While 100 hectares of native grasslands is good, there are other areas of grasslands, and also woodlands, wetlands and roadside reserves, that need to be permanently protected and resourced to be properly managed. Is the Government relying entirely on the community to take up the slack? It does appear that way in the budget papers, which proudly state that there will be an expected doubling of the number of water-watch groups and an increased participation in Landcare groups as well. Great, but there is less Federal funding available this year and hardly any change to the resources provided by the ACT Government.

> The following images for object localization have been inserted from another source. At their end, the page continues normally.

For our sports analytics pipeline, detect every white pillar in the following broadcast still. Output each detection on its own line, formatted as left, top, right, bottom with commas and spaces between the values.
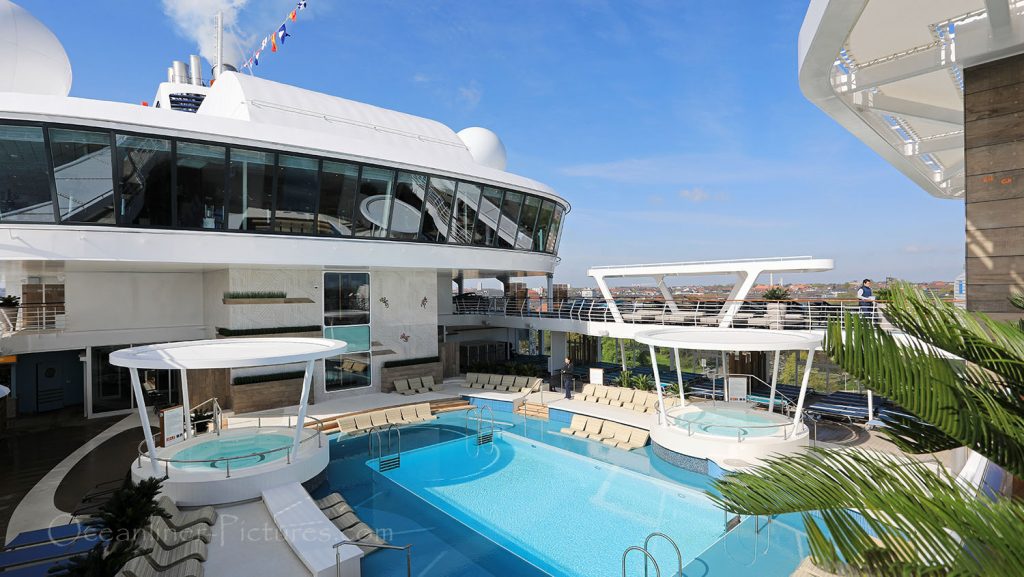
719, 271, 757, 328
673, 348, 685, 407
650, 345, 667, 426
867, 390, 875, 420
179, 369, 192, 439
792, 349, 817, 429
767, 350, 781, 413
292, 359, 316, 458
654, 275, 680, 314
129, 367, 161, 477
548, 331, 568, 376
618, 339, 627, 371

I have said before that the needs of the Landcare groups are fairly basic. They are performing a task of caring for our environment, which is desperately needed, where the Government does not have the resources to do it alone. The continued success of the Landcare movement is dependent on government support. A government's commitment to the environment is not restricted to the environment budget alone. At the back of this year's ACT State of the Environment Report there is a very useful table - Appendix 2, for those who may be interested - which clearly illustrates that virtually every administrative unit of the Government has some environment-related activities.

It would be pleasing if the performance indicators in next year's budget showed environmental indicators for every unit, not just Environment and Land. There is very little that Environment and Land can achieve on its own to reduce greenhouse gas emissions. It is also clear that tourism development has a real impact on our environment. So do building standards, energy and water policies, and decisions on what types of businesses it may be appropriate to promote in the ACT. In the budget papers we find the following interesting facts: At its current level of patronage, ACTION saves 68,000 tonnes of carbon dioxide, 2,645 tonnes of carbon monoxide and 549 tonnes of nitrous oxide emissions each year.